I ordered the boxed set from Amazon. Yesterday.
@Manbearpig
“Auto tune and Melodyne are used in every commercial recording.”
Make that “nearly every commercial POP recording”.
Real, trained, singers like Renée Fleming, Bryn Terfel and Anna Netrebko don’t use electronic tone correction. They’d be booed off the stage if they did. Guaranteed.
@ Makes No Sense:
“You can buy any of these albums for a couple if bucks ina CD swap shop and rip them lossless- way better quality for less $.”
What’s your point? Same applies to any currently recorded material.
Maybe what you meant was:
“You can buy any album for a couple if bucks ina CD swap shop and rip them lossless- way better quality for less $.
This is the big announcement? And that’s it???
Please please please….Apple hello! Do not sink in to da pathetic marketing category…
@Mr Reeee
Fine. Every single popular Pop commercial recording since 2004 uses some sort of pitch correction.
Opera singers sing without mics in performance, so clearly they can’t use software to correct pitch.
@ manbearpig
“Opera singers sing without mics in performance, so clearly they can’t use software to correct pitch.”

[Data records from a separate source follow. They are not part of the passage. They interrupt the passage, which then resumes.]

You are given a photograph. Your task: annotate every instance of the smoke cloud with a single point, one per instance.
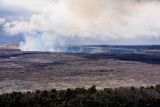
(2, 20)
(103, 20)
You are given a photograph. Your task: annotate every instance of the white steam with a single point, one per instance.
(2, 20)
(92, 19)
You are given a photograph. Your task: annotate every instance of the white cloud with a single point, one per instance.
(34, 5)
(2, 20)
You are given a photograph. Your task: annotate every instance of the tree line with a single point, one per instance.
(81, 97)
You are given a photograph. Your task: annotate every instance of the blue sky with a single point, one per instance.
(80, 22)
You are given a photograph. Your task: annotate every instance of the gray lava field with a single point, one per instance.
(79, 66)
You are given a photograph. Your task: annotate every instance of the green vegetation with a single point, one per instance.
(81, 97)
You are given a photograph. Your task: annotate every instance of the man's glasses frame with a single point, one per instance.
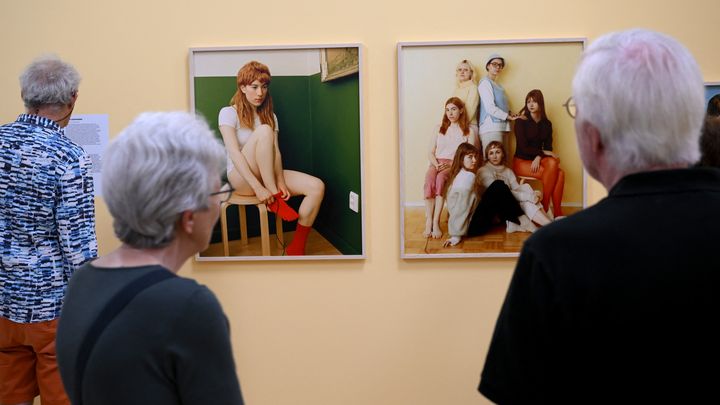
(226, 188)
(570, 107)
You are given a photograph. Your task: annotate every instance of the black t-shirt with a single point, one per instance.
(170, 345)
(618, 303)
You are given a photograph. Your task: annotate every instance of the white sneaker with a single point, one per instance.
(512, 227)
(526, 224)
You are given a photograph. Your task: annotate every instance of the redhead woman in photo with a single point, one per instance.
(250, 129)
(533, 154)
(444, 141)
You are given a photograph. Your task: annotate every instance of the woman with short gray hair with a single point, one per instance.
(170, 343)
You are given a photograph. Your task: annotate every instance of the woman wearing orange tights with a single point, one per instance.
(533, 153)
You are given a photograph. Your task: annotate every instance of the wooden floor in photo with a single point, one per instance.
(316, 245)
(495, 241)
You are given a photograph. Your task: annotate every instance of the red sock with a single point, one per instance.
(297, 246)
(280, 207)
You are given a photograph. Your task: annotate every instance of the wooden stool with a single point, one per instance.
(242, 201)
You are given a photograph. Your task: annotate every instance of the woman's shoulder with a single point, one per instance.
(227, 116)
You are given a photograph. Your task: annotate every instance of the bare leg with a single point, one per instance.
(260, 154)
(429, 208)
(312, 188)
(437, 232)
(541, 218)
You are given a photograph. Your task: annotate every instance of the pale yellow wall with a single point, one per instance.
(379, 331)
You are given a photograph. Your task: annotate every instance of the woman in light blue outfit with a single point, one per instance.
(494, 110)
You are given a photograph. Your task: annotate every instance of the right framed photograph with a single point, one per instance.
(487, 144)
(712, 89)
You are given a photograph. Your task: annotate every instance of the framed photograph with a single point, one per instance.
(443, 213)
(711, 89)
(288, 134)
(338, 62)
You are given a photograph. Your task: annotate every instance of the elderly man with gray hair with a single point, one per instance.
(132, 331)
(619, 303)
(47, 230)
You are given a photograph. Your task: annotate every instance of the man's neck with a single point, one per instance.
(59, 114)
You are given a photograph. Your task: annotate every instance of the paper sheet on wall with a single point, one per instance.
(90, 131)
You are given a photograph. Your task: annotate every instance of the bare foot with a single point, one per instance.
(437, 233)
(428, 229)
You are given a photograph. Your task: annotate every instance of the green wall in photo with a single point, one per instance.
(336, 146)
(319, 135)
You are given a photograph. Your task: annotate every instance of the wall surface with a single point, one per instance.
(379, 331)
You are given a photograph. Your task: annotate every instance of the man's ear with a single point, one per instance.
(187, 221)
(594, 139)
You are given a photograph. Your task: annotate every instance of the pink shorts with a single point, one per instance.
(435, 181)
(28, 366)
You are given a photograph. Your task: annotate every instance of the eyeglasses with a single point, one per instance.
(570, 107)
(225, 189)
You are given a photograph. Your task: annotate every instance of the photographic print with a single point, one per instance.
(711, 89)
(294, 151)
(487, 144)
(338, 62)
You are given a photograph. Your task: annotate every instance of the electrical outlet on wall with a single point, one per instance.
(354, 202)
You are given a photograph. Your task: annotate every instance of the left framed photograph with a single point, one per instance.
(294, 151)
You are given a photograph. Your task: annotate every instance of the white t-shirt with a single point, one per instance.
(446, 145)
(228, 117)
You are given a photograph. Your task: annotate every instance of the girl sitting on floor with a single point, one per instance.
(461, 191)
(528, 198)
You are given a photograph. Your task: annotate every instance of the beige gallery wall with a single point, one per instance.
(377, 331)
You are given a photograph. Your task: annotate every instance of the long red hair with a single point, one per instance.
(462, 120)
(247, 74)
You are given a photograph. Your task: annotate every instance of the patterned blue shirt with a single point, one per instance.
(47, 217)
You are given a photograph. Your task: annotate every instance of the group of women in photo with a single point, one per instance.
(469, 169)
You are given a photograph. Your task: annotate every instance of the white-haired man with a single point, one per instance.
(619, 303)
(47, 230)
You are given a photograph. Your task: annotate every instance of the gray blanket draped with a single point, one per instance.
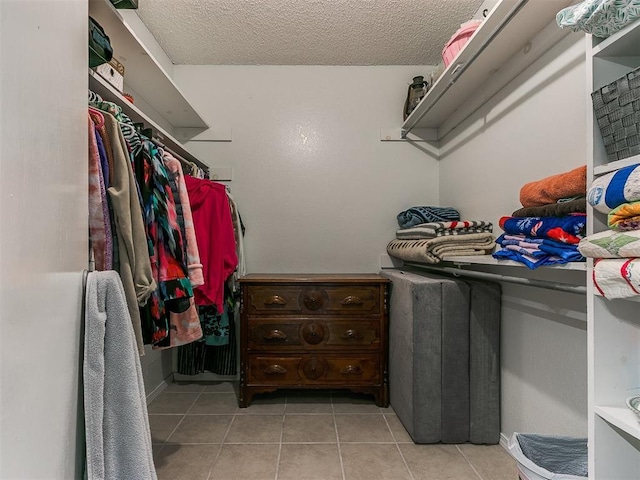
(116, 422)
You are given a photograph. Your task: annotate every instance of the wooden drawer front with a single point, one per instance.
(314, 332)
(266, 300)
(354, 299)
(313, 369)
(316, 299)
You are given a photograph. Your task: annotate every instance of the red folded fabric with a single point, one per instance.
(551, 189)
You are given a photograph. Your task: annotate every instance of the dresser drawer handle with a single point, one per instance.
(352, 334)
(275, 335)
(275, 369)
(351, 370)
(275, 300)
(351, 300)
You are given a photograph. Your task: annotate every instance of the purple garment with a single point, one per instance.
(104, 162)
(104, 184)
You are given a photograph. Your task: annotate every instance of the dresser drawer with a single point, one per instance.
(313, 333)
(318, 299)
(291, 370)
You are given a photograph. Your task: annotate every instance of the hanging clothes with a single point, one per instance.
(134, 263)
(215, 237)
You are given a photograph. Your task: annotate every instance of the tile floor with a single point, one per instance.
(199, 433)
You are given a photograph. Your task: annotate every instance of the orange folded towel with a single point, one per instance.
(551, 189)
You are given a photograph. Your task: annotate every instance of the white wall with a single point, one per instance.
(43, 234)
(533, 128)
(317, 190)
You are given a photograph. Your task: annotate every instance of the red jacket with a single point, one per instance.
(214, 236)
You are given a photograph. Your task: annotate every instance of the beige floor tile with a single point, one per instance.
(162, 425)
(373, 462)
(491, 461)
(362, 428)
(186, 462)
(309, 402)
(220, 387)
(185, 387)
(437, 462)
(215, 404)
(265, 405)
(172, 402)
(400, 433)
(246, 462)
(346, 402)
(309, 428)
(309, 462)
(255, 429)
(201, 429)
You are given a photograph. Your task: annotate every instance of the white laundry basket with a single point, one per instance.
(546, 457)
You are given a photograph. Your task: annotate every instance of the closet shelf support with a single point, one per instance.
(530, 282)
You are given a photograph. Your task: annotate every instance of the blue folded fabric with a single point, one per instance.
(426, 214)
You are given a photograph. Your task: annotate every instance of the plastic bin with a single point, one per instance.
(547, 457)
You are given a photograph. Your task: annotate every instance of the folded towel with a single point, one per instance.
(115, 409)
(617, 278)
(551, 189)
(557, 209)
(615, 188)
(625, 217)
(536, 252)
(569, 229)
(611, 244)
(417, 215)
(435, 249)
(441, 229)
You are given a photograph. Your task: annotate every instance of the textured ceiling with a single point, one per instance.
(305, 32)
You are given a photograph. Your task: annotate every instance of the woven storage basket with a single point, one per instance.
(617, 109)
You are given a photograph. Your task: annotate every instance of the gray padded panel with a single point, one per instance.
(484, 348)
(429, 356)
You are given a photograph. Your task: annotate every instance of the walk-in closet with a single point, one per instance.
(312, 256)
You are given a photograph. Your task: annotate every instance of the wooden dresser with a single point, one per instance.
(314, 332)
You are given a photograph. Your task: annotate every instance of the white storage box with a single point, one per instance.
(112, 72)
(547, 457)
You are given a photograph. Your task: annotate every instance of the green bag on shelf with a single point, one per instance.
(100, 50)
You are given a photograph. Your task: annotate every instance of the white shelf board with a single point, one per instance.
(621, 417)
(610, 167)
(623, 43)
(142, 72)
(480, 61)
(489, 260)
(100, 86)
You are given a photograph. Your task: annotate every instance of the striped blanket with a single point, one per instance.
(435, 249)
(441, 229)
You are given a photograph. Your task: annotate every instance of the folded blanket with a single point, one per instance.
(611, 244)
(536, 252)
(551, 189)
(441, 229)
(615, 188)
(578, 205)
(433, 250)
(625, 217)
(567, 229)
(417, 215)
(617, 278)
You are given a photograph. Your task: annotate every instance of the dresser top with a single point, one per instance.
(349, 278)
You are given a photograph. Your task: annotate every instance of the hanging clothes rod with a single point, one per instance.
(462, 67)
(530, 282)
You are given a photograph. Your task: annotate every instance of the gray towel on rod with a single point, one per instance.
(116, 423)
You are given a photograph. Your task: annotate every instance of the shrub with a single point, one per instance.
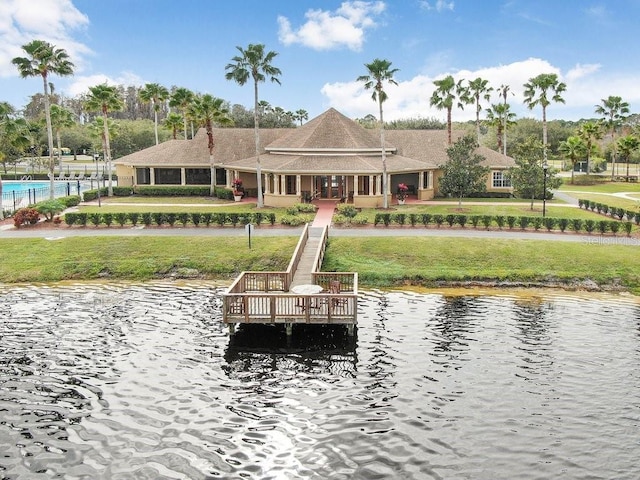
(183, 218)
(563, 223)
(344, 209)
(462, 220)
(158, 218)
(95, 218)
(26, 216)
(576, 224)
(121, 218)
(603, 226)
(589, 225)
(614, 227)
(49, 208)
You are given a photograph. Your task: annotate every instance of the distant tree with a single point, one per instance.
(573, 148)
(536, 92)
(209, 111)
(174, 122)
(253, 62)
(627, 145)
(44, 59)
(182, 98)
(476, 91)
(104, 98)
(527, 177)
(613, 110)
(378, 72)
(61, 118)
(463, 174)
(447, 92)
(589, 132)
(156, 95)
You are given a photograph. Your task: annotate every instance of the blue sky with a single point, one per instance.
(323, 45)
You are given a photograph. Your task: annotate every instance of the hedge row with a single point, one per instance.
(157, 218)
(614, 212)
(575, 224)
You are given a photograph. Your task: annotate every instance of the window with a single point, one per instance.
(500, 180)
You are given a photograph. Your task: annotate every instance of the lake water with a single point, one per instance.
(141, 381)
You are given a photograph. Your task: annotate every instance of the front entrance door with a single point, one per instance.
(333, 186)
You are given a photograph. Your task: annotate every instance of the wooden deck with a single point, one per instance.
(266, 297)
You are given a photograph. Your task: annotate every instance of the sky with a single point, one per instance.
(323, 46)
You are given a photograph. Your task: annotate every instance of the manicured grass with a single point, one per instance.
(388, 262)
(139, 258)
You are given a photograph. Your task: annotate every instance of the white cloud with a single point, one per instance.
(438, 5)
(326, 30)
(586, 85)
(80, 84)
(51, 20)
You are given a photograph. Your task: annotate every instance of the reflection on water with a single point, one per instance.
(141, 381)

There are live performance boxes that can do pitch correction on the fly. I believe there is a certain amount of latency though.

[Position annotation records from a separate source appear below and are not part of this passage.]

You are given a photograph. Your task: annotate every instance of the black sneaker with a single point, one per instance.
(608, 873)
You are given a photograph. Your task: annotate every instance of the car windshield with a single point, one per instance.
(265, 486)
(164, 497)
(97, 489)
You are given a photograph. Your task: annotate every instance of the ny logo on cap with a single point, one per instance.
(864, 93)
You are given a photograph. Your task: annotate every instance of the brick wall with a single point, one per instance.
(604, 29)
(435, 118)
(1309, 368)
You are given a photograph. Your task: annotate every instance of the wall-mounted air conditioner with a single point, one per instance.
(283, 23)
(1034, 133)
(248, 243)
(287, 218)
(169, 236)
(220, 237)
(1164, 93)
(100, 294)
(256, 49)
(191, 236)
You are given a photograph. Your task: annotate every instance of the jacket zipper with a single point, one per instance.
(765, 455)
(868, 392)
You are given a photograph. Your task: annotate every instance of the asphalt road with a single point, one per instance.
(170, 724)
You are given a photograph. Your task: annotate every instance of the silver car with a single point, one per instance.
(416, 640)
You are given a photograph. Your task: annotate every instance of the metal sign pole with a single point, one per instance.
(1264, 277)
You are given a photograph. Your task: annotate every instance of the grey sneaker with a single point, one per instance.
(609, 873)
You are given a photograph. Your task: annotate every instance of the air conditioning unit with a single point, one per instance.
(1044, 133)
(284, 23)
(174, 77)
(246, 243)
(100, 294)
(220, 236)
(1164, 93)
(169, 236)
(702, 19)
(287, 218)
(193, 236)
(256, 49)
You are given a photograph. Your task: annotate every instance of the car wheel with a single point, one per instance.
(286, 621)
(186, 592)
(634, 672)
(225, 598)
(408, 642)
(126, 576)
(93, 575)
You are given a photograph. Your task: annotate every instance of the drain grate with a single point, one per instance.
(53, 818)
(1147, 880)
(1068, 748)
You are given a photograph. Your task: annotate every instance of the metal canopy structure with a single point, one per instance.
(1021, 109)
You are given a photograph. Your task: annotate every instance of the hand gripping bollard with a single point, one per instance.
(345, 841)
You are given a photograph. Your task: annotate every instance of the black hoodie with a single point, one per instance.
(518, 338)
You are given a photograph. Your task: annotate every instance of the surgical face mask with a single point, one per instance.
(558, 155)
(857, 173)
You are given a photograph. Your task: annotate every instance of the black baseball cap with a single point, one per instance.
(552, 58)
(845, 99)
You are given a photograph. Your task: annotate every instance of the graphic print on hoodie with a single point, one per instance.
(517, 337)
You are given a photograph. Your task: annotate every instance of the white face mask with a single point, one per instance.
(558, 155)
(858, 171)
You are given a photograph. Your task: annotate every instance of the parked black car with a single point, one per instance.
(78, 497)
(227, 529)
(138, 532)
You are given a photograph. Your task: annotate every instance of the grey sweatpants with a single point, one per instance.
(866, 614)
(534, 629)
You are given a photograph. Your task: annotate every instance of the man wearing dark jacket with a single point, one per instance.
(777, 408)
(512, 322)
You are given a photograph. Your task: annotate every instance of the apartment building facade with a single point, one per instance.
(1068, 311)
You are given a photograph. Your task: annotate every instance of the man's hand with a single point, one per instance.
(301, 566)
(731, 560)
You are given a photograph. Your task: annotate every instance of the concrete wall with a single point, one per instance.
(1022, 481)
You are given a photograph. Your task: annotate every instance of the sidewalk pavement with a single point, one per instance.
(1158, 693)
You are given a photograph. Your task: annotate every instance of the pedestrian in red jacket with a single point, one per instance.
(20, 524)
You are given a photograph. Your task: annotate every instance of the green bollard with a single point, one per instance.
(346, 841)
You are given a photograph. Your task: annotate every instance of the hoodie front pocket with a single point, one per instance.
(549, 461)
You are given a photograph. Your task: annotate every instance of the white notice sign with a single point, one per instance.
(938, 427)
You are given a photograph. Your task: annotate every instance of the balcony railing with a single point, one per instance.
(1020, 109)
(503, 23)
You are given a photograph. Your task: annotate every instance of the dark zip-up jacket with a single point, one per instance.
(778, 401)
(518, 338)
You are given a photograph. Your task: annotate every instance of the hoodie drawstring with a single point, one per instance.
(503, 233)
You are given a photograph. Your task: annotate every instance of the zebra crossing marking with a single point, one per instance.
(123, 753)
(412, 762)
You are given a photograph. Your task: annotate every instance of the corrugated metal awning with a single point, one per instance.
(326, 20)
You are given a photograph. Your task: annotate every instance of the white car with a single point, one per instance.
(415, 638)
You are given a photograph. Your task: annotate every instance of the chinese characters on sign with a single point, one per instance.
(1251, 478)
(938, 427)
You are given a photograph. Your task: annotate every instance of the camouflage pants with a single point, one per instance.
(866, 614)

I don’t object as much to this audio pitch correction technique when used moderately and not in your face. It’s the blatant yodeling abuse of it (set to “11”) that drives me up a wall and switch songs faster ‘n grease lightnin’! Frankly flaws in playing, singing and performing can be charming and add the human factor. Perfection need not always apply.
I remember buying drum machines back in the 80’s & 90’s that would actually have that slightly imperfect human beat factor built in.
@LordRobin,
I’ll respectfully modify your comment [in brackets] to put this in context:
“I love [Mozart], but I don’t know whether to be amazed or saddened that [he is] consistently a [renowned] artist this long after [his passing]. One way to look at it is that [classical] music has really hit a dead-end. Surely the “next [Mozart]” should have come along by now.”
Beatles = “next Mozart” perhaps? Or Debussy or Gershwin? Every generation offers its timeless artists; some stick while others pass into history.